Supporting each other in difficult times
We sat at the dining room table getting ready for a meal together. Ambar, she asked that we not publish her real name, had told us that she would not be able to join us because she had class from 3 pm until 5 pm then another class at five. At 3:35 she walked downstairs to join us.
"The teacher delayed the class until 4:30, she wants to start then but we told her many of us have another class at five." The upside was that she could join us for a meal. With all the strange hours of remote learning, it is hard to get together for a meal.
The downside was that she would get no instruction and just be sent a project to work on for the class. We asked if this was common with her classes and she said "yes". Professors arrive late to the zoom classes and often cancel the class completely just sending work. More than once classes have been canceled at the last minute.

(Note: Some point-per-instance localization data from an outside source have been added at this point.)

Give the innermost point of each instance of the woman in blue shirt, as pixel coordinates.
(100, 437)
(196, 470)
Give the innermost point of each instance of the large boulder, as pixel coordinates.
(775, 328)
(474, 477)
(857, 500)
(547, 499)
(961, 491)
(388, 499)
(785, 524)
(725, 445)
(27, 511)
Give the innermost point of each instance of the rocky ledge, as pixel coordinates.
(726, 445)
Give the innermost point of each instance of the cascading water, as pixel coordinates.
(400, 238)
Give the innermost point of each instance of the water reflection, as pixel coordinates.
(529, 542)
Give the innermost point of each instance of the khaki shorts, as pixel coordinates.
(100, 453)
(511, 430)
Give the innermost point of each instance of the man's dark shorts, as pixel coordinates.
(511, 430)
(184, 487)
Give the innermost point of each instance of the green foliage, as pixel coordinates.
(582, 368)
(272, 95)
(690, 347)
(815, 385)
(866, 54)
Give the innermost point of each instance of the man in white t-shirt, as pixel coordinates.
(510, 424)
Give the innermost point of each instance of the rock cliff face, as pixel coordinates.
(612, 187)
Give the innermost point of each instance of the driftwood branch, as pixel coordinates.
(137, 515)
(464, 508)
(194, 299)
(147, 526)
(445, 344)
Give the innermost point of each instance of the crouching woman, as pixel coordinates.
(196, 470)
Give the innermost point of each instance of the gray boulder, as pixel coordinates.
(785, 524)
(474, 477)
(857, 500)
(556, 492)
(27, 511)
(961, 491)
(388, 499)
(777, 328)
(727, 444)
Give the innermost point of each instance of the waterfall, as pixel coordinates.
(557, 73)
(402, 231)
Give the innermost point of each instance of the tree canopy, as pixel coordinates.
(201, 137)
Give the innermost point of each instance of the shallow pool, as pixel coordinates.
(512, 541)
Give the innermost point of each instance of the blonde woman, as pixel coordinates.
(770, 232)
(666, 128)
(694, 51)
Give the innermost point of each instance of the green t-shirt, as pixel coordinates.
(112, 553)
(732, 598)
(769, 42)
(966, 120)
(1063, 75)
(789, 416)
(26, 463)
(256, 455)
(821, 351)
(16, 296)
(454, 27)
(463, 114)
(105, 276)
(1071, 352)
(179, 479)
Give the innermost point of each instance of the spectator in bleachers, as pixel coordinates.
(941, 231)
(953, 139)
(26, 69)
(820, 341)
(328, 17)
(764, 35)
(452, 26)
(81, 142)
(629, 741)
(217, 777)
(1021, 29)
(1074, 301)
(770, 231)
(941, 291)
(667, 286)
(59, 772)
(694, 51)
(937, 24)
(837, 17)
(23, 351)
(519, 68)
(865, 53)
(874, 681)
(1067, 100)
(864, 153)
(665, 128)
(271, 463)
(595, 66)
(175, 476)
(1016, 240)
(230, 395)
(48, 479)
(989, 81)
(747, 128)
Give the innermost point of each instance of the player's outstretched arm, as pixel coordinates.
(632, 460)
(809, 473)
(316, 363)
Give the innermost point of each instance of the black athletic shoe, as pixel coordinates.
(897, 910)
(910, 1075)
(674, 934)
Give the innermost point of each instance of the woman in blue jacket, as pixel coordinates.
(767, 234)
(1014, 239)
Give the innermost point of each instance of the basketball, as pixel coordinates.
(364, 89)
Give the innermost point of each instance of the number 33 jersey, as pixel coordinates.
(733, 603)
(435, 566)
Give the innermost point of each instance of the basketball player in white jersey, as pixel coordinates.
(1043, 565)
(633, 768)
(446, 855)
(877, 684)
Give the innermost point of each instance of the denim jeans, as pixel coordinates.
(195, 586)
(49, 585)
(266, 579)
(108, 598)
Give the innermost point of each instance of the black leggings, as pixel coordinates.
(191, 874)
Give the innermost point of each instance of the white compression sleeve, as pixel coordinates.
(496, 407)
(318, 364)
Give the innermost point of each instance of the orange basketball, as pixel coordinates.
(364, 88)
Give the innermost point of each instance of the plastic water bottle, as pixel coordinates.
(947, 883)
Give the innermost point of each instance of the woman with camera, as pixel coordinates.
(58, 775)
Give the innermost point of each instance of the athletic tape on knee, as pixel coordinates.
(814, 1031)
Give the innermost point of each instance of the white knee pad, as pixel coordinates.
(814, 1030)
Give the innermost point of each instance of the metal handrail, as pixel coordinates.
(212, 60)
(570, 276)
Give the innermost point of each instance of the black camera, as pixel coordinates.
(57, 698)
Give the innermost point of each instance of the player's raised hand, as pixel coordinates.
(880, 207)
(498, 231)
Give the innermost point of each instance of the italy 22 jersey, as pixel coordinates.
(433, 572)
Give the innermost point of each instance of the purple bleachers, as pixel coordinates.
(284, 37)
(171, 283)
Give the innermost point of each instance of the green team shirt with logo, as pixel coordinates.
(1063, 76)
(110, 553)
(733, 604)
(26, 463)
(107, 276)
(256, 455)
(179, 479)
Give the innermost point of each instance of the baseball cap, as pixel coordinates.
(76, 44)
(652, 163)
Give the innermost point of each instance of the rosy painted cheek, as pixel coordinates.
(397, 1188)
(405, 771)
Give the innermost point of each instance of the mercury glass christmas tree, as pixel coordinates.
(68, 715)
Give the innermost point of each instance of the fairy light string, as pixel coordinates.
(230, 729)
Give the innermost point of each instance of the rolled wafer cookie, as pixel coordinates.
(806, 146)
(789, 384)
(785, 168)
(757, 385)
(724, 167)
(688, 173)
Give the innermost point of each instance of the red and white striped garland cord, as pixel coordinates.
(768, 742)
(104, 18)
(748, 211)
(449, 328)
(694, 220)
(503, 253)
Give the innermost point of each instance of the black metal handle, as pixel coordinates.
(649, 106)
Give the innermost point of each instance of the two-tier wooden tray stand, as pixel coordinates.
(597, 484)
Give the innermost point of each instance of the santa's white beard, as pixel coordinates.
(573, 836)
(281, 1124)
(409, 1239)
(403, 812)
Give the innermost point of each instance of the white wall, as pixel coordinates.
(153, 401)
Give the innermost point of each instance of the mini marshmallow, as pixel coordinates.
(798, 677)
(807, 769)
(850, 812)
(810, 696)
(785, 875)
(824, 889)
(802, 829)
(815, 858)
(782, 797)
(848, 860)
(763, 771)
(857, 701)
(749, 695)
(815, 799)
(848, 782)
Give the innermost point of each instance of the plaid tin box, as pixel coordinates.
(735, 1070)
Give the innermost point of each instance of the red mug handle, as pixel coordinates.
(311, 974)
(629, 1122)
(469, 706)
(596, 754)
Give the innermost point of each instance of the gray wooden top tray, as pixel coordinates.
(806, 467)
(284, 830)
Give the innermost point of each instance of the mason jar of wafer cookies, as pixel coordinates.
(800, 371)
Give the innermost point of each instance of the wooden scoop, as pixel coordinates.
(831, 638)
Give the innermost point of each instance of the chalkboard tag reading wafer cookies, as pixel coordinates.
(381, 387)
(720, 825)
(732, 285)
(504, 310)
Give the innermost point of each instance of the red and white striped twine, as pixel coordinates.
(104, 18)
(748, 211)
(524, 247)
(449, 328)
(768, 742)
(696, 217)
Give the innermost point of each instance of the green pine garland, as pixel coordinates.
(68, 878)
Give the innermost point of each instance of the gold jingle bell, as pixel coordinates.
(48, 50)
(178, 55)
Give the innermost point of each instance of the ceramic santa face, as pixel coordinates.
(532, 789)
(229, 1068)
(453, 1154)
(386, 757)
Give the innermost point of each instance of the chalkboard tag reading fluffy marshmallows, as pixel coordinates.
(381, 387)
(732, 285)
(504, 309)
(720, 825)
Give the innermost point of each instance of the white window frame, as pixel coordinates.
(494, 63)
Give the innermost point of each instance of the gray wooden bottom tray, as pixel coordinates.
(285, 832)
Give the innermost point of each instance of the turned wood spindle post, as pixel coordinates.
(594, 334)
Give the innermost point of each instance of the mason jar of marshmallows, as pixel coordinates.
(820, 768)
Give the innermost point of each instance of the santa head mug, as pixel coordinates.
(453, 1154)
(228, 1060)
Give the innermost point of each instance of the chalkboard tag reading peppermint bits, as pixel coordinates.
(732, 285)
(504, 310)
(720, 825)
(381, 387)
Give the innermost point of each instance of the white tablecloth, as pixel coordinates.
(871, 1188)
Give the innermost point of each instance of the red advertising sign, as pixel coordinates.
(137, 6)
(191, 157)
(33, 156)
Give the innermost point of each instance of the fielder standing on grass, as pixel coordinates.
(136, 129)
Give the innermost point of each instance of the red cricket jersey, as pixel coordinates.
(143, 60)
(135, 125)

Ambar is majoring in renewable energy a the Tecnologico de Elta, Espinal Campus. They have been in remote learning mode for a year now. So I asked her how it was going. She said she was ready to be back in classes.
"My major is heavy in math and engineering, that is really visual learning, it is hard to do over the internet. I would rather be in a classroom where I could see the problems on a board and talk to the teacher."
When asked how she finds out how to do the work sent to her she said, "We watch a lot of videos on YouTube and help each other out finding resources online to understand the material." She spends seven to eight hours a day online. "In my village, an hour of internet costs twelve pesos." Her father does not have a regular job and only makes about 150 pesos (7 USD) a day when he does work. The internet costs alone would take up half of her family's income.
Both staff and students have ongoing problems with internet connections, she is happy to be in our program and have decent internet service, but her teachers have not been very consistent. "They often cancel at the last minute. Our calculus teacher had some family problems and for a while was just sending us the work." She understands, as her own family is struggling. They had to leave their village to care for her mother's sister who was hospitalized for over a month.
Fortunately, her federal scholarship is still coming in, the USD 150 a month usually goes for school supplies and transportation to and from school. Since she has no travel expenses she saving for next semester's registration fees. "I don't want to be a burden on my family, I know they can't pay my fees this year so I am glad to save my scholarship."
With your support, Ambar has been able to stay in school this year.
It has not been an easy year for any of us and we are immensely grateful for your ongoing support. We understand that no one has escaped the stress, sadness, and difficulties of this past year. We all hope that in the fall students can return to classes in person. Vaccines are rolling out here, but slowly, this month teachers in public schools have finally been vaccinated and now Mexico is vaccinating 50 to 59-year-olds. We are hopeful and will keep moving forward thanks to your support.